One of those old Brisbane buildings which no longer exists housed a tiny record store with 2nd hand vinyl.  I spent my Friday afternoons last year of high school 1984 catching the bus into Queen Street, and 1984-85 a good deal of my spare pocket change put into buying most of my record collection - 30 Miles Davis albums, Chick Corea, Herbie Hancock, Led Zepplin, British 70s prog. rock, my first Sex Pistols record, and much more besides.  The Australian owner brought in some great stock.  An old British guy, one of the record sales workers there also a 4ZZZ DJ, used to look at my school uniform and advise "Don't buy records! Tape off the radio!!"

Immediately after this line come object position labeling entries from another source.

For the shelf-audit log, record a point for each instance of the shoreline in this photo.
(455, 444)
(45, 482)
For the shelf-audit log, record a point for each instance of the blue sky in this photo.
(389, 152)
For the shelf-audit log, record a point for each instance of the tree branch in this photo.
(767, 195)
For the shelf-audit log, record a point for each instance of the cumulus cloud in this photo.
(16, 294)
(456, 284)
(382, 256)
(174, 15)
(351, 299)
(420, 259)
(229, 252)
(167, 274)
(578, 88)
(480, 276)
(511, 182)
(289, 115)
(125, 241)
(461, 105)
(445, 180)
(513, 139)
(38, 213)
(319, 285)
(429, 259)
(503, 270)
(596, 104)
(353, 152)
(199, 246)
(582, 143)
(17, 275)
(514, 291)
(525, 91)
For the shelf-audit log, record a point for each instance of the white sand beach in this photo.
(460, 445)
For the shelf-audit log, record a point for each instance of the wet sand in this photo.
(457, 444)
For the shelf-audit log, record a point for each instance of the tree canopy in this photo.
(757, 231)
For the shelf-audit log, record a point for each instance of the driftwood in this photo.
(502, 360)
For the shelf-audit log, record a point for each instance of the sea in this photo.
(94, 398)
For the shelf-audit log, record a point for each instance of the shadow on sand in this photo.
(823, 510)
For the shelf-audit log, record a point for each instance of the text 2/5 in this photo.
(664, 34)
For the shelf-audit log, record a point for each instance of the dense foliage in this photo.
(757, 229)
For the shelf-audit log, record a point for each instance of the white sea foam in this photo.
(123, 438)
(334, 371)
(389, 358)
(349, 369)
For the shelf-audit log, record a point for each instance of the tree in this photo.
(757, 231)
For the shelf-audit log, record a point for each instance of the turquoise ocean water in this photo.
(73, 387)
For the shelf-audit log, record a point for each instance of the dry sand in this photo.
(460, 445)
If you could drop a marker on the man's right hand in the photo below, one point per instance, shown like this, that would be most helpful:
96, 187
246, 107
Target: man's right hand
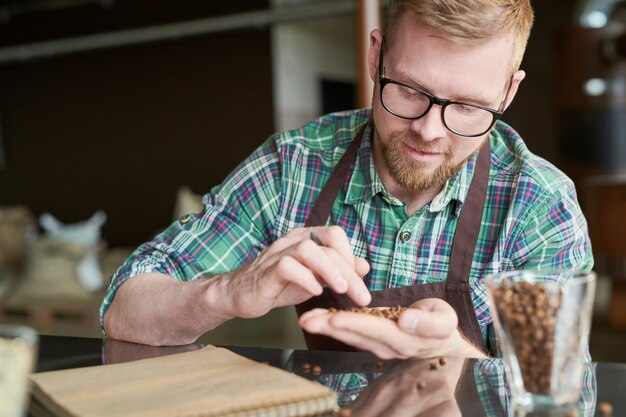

Buildings located on this site before 1988 construction of The Myer Centre included the Hotel Carlton (1885), New York Hotel (1860), Newspaper House, from which the Brisbane Telegraph was first published, and the Barry and Roberts department store.  Myer Centre usage has changed somewhat over the years - 1990s the basement area hosted "The Funkyard", a music venue with 'alt.rock' of the era, featuring touring bands such as Dark Carnival.

The Pacific Belles have gigged on The Gold Coast and in Brisbane mostly since moving here.  The family vibe of Myer Centre food court is the sort of venue I've photographed quite a few times for Andrews Sisters - styled vocal trios and their backing bands, or today, backing tracks the Belles have sung their beautiful harmonies over.